私は私立小学校に通い、その後公立中学校、私立高校へ進んだ。私立小学校は先ほど述べた高学歴の旧友たちがいた学校で、やはり教育への意識は高かった。中学で落ちこぼれた私は、あまり偏差値の高くない高校に進学するのだが、生徒の意識の差というのは大きく感じられた。小学生と高校生を比較するのもおかしな話だが、決定的に違うことがあった。

 

それは「本気でやるか、面倒くさがるか」という些細な違いである。小学校時代も高校時代も、私にとって充実した時間を過ごすことが出来たし、高校時代の友人達を悪くいうつもりは毛頭ない。ただ、意識の差という話をするならば圧倒的な差があると感じたのは事実である。

 

小学校時代の友人たちは何事にも本気で取り組む姿勢があった。
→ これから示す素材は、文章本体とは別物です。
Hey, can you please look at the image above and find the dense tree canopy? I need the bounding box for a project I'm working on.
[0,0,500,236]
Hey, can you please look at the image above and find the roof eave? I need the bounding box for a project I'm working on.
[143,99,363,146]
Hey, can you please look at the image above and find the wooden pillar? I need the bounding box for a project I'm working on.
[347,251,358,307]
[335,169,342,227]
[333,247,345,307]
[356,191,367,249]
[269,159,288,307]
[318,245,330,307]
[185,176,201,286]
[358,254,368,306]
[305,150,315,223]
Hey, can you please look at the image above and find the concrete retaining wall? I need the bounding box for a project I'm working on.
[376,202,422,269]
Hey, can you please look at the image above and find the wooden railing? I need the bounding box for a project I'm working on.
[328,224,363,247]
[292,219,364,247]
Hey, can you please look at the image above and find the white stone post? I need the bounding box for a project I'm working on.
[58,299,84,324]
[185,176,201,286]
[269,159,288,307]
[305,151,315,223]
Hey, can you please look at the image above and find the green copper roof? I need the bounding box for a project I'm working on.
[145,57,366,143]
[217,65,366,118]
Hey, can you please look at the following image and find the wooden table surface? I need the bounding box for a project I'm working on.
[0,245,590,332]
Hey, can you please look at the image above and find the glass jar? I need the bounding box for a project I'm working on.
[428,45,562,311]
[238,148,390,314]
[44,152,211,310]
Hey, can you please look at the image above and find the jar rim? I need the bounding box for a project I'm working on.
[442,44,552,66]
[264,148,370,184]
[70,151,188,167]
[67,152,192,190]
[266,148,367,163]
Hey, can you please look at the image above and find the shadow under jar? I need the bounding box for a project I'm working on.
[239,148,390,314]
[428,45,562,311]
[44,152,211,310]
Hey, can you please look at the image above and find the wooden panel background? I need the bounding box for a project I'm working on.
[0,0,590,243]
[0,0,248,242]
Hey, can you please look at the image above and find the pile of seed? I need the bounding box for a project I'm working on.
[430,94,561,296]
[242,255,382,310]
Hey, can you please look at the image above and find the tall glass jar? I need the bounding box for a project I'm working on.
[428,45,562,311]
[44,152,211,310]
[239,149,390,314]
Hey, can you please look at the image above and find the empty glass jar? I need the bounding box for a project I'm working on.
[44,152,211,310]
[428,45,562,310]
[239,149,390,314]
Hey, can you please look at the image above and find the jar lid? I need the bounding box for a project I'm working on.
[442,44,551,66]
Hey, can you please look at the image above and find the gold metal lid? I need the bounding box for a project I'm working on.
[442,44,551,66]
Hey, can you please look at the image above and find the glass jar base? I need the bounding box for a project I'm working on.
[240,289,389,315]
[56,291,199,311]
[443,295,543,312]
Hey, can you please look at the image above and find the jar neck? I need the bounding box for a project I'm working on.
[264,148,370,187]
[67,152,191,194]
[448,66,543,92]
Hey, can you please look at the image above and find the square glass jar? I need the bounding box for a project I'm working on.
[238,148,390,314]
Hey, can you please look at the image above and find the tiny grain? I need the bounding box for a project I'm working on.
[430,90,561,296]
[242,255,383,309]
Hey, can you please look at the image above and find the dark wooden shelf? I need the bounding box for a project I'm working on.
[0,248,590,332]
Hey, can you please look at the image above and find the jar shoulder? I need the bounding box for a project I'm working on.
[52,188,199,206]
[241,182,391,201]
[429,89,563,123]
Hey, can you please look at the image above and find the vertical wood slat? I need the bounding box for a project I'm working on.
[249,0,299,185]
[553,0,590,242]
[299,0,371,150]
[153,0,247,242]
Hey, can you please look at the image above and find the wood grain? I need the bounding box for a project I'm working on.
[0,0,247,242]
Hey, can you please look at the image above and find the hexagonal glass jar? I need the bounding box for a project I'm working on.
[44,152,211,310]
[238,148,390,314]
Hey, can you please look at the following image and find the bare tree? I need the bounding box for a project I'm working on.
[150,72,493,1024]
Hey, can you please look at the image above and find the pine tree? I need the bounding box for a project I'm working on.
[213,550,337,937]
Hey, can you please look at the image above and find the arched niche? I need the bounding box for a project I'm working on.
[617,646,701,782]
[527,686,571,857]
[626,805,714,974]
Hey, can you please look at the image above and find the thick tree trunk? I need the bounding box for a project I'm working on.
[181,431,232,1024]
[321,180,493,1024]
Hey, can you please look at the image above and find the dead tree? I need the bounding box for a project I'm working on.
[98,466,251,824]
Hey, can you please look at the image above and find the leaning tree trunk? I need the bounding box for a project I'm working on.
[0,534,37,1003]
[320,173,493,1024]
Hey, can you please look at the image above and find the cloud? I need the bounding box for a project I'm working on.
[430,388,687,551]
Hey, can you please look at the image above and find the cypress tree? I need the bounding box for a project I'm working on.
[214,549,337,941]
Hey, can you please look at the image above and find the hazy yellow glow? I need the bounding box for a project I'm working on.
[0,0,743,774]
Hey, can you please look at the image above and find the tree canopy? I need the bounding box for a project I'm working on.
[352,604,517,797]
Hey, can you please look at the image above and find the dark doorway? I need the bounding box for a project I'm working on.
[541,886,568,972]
イベントを開催するにしても、積極的に会議を開催し、それを実行する力があり、よりよいものにしようという姿勢が強かった。それは卒業しても同窓会の企画・運営でも感じることができた。ところが、高校時代では文化祭も「めんどくさい」、体育祭も「だりー」、部活も「めんどくさい」という「メンドクサイ」・「ダリー」のオンパレードでやる気を出す者はあまり見かけなかった。むしろ本気を出そうとする者を疎む雰囲気すらあったかもしれない。

 

「本気で取り組まずして、楽しくないのは当たり前やろ」と心の中で思いつつ、私は部活動を3つ兼部し、それぞれ本気で取り組んだ。朝から晩まで部活動のことに必死になったからこそ充実した高校生活だったと自信を持っていえる。成果も大事かもしれないが、本気で取り組めるかという基本的な点が欠如していると、ピア効果のような相乗効果は得られない。

 

しかし、高校を卒業すると、仕事にしても、イベントにしても本気で取り組もうとする高校時代の友人がいて、するとやはりその姿は輝いているのである。